Aboard La Sirena, Agnes Jurati has some nice power-play interaction with the Borg Queen in which both actors have an interesting duel of words and looks, but though it bodes well for some more developments down the road, there’s nothing that reaches the scalpel-edged face-off and dialogue from last week’s entry. Also worth noting is that Jurati’s concerns about the butterfly-effect and altering the timeline are pretty much blown apart by Raffi and Seven stealing a police-car and being involved in a high-speed chase through LA streets. That Seven handles the vehicle as well as she does might be surprising (Raffi might disagree) but this seems to be a bit of time-filling fun evoking the classic style of adventure tv after several episodes of ‘deeper’ material. Even more on point is the genuinely fun call-back to The Voyage Home‘s bus encounter with a variation on the large boom-box problem that Spock rectified with a nerve-pinch. Here the same commuter, or at least the self-same actor Kirk. R. Thatcher (actually an Associate Producer on The Voyage Home) is once again disturbing passengers but quickly reconsiders his musical choices as a result of merely seeing Seven’s stern look, avoiding any physical result. Lesson learned!
Elsewhere, we get a scene with Q (John de Lancie) narrating a scene in which a woman is silently reading a book at a cafe. It wasn’t immediately clear whether this was some random person that Q was toying with for the sake of the viewer’s enjoyment, but if you see her story credit on the IMDb suggests she may also have a role to play as events move forward. We also get a firmer indication that Q’s powers seem to be failing him – is he really the person in fuller control of this time-travelling escapade? The reoccurrence of references to Picard’s childhood finally explain why a Frenchman has had an English accent all these years and there are more hints about the previously unknown traumas of Picard’s childhood trauma.
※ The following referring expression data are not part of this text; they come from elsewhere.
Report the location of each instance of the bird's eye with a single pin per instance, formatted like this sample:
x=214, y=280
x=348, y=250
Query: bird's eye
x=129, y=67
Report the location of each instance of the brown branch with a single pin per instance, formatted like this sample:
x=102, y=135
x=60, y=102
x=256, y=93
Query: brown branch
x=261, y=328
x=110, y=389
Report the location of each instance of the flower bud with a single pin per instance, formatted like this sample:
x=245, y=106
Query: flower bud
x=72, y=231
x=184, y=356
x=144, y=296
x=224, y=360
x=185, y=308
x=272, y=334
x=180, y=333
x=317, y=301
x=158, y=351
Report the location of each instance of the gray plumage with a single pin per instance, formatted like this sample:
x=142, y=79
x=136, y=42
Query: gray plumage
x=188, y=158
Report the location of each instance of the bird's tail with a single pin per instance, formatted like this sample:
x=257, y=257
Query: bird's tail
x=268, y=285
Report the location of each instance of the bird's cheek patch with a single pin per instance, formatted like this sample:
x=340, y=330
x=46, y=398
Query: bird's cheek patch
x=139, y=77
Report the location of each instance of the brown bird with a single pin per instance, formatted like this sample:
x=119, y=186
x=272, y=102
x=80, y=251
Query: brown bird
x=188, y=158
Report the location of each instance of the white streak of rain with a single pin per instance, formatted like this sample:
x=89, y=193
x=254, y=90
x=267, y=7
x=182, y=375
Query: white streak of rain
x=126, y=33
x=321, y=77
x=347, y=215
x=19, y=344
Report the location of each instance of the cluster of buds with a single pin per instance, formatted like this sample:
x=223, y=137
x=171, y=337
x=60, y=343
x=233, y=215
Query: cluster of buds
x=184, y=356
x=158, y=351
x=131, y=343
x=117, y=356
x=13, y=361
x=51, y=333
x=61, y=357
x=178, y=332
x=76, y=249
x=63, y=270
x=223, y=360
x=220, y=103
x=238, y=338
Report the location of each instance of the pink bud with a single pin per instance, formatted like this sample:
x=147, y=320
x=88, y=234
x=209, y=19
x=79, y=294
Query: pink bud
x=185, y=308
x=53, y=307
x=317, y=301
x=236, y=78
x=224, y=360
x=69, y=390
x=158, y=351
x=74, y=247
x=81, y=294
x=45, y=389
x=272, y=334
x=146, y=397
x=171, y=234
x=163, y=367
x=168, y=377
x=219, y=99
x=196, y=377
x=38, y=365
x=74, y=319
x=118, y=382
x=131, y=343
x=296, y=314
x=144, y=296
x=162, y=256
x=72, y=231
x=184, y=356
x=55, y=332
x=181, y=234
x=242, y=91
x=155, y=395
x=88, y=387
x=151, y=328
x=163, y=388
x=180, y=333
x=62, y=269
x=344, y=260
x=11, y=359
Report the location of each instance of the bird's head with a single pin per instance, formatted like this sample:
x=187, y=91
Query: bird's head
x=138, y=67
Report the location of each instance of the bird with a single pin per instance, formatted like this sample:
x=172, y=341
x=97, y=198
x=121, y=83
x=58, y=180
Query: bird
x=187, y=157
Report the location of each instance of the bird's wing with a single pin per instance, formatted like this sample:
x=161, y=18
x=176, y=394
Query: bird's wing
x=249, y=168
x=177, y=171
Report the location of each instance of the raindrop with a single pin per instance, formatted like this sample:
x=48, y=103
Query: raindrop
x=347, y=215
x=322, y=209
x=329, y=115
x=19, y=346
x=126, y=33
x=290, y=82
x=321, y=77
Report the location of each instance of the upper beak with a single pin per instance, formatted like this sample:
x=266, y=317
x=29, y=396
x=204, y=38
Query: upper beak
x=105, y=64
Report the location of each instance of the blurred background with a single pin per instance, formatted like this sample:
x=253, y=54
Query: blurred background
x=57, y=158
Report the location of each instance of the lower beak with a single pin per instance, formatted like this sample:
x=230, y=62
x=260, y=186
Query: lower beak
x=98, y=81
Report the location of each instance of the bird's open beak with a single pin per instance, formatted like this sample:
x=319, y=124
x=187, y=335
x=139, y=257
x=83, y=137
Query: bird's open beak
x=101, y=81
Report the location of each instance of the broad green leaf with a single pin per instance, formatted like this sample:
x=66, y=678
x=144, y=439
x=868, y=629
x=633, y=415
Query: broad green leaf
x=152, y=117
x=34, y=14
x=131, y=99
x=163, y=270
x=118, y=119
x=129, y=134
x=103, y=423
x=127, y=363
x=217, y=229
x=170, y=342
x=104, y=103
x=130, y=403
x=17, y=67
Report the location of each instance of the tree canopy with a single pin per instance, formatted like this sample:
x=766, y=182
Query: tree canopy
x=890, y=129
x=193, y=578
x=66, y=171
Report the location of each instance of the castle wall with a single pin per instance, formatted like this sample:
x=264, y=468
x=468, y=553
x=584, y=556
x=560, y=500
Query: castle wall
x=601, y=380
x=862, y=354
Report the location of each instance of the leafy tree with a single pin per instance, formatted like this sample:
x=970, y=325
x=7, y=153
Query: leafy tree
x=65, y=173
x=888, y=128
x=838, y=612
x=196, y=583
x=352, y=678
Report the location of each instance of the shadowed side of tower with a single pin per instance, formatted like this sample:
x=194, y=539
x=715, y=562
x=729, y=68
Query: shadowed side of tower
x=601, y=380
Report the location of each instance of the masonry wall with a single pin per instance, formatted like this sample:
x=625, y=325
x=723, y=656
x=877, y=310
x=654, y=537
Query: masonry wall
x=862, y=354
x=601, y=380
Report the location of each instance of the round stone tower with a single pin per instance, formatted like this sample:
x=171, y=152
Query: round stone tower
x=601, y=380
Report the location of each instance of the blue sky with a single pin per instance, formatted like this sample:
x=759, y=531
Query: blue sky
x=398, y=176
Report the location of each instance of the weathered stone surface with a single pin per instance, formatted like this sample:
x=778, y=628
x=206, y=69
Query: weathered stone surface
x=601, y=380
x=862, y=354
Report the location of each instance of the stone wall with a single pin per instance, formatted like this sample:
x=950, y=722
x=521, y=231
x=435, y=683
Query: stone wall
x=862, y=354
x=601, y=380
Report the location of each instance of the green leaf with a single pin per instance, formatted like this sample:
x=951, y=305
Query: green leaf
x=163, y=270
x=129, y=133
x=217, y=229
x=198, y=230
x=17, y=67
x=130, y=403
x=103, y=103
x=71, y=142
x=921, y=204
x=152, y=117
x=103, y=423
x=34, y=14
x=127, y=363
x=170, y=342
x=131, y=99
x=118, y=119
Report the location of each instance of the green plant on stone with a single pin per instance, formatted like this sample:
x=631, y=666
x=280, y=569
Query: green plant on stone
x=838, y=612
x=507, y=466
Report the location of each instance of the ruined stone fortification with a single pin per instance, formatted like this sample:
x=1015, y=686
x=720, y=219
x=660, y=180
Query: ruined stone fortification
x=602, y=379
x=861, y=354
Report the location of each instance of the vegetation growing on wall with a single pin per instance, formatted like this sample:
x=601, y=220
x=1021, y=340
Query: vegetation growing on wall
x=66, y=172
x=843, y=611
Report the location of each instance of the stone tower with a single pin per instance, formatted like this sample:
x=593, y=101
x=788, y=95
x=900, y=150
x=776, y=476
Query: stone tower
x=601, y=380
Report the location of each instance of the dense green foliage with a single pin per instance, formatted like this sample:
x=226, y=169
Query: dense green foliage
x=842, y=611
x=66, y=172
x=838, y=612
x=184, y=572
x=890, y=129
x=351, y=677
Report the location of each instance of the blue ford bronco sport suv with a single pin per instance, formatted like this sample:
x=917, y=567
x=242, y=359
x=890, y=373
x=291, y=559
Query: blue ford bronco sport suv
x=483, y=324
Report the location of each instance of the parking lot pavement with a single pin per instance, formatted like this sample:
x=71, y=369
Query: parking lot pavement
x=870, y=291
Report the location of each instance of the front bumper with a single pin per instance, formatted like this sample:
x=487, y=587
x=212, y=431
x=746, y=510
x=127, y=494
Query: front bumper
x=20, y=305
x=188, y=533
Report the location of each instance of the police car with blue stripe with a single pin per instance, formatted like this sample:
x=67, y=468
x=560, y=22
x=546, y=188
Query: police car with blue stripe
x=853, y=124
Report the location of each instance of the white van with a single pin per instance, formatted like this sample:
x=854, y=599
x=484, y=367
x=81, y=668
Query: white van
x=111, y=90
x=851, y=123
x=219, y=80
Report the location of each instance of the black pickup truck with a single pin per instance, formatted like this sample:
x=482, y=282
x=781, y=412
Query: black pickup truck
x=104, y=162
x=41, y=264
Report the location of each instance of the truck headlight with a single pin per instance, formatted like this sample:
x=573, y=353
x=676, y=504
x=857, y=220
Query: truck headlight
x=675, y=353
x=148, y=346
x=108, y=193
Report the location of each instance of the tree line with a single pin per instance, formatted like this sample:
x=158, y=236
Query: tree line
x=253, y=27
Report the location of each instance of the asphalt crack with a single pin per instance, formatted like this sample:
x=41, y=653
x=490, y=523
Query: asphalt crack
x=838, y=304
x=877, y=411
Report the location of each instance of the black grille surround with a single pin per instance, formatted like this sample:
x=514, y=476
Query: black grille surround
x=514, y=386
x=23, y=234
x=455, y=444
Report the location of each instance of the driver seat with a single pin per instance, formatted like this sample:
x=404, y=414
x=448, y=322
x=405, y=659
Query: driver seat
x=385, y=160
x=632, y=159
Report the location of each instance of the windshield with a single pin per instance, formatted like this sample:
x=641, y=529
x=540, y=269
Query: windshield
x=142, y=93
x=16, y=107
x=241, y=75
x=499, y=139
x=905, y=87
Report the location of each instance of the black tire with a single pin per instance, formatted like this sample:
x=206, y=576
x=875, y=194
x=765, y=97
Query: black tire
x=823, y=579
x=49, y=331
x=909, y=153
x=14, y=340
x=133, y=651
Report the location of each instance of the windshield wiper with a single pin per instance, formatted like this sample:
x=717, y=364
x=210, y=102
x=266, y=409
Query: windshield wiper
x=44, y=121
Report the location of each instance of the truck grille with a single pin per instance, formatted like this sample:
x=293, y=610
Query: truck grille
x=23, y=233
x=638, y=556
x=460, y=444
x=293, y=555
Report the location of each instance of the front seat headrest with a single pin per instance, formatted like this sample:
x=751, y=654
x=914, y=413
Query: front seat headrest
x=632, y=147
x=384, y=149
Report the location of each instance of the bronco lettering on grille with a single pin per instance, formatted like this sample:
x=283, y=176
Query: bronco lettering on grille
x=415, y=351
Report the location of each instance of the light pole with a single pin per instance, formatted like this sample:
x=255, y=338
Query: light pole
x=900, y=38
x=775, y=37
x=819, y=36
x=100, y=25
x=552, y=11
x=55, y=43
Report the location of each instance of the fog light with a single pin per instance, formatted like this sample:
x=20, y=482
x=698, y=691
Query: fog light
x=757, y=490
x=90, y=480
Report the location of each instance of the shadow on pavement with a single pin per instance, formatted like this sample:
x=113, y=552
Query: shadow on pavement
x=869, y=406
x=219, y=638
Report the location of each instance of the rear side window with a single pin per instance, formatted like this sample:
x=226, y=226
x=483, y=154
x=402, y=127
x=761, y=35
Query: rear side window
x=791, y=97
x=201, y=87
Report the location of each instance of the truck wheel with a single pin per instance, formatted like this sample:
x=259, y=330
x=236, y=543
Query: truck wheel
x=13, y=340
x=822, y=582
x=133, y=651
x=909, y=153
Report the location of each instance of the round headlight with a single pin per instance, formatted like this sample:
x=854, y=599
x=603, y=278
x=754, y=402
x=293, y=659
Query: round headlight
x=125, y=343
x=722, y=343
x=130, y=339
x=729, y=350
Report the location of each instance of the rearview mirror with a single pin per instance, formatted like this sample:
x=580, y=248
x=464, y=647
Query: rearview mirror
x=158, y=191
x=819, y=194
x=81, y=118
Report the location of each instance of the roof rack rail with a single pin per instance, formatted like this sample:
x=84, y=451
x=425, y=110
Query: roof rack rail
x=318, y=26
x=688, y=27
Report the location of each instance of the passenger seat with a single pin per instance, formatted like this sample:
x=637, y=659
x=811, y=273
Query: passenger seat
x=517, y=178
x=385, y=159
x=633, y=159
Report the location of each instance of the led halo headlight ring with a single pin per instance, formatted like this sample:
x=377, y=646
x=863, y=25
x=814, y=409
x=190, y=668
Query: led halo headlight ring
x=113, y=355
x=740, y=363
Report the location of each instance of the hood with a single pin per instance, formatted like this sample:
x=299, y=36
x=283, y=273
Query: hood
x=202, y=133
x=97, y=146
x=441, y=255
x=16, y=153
There’s also the reappearance of a familiar face (but, perhaps, not the one you were expecting) at the episode’s end, which certainly raises several more questions if it’s who it appears to be or even someone else taking that form.
After three quite exceptional episodes, this is still good with plenty to recommend it, but it’s the first moment that the over-all story slows enough that, despite the individual pacing, it seems momentarily unsure of its footing. Ironically, in an entry more concerned with its social-awareness messages than in keeping to the innate power of its own story, it loses some of the admirable dramatic icy edge of recent weeks.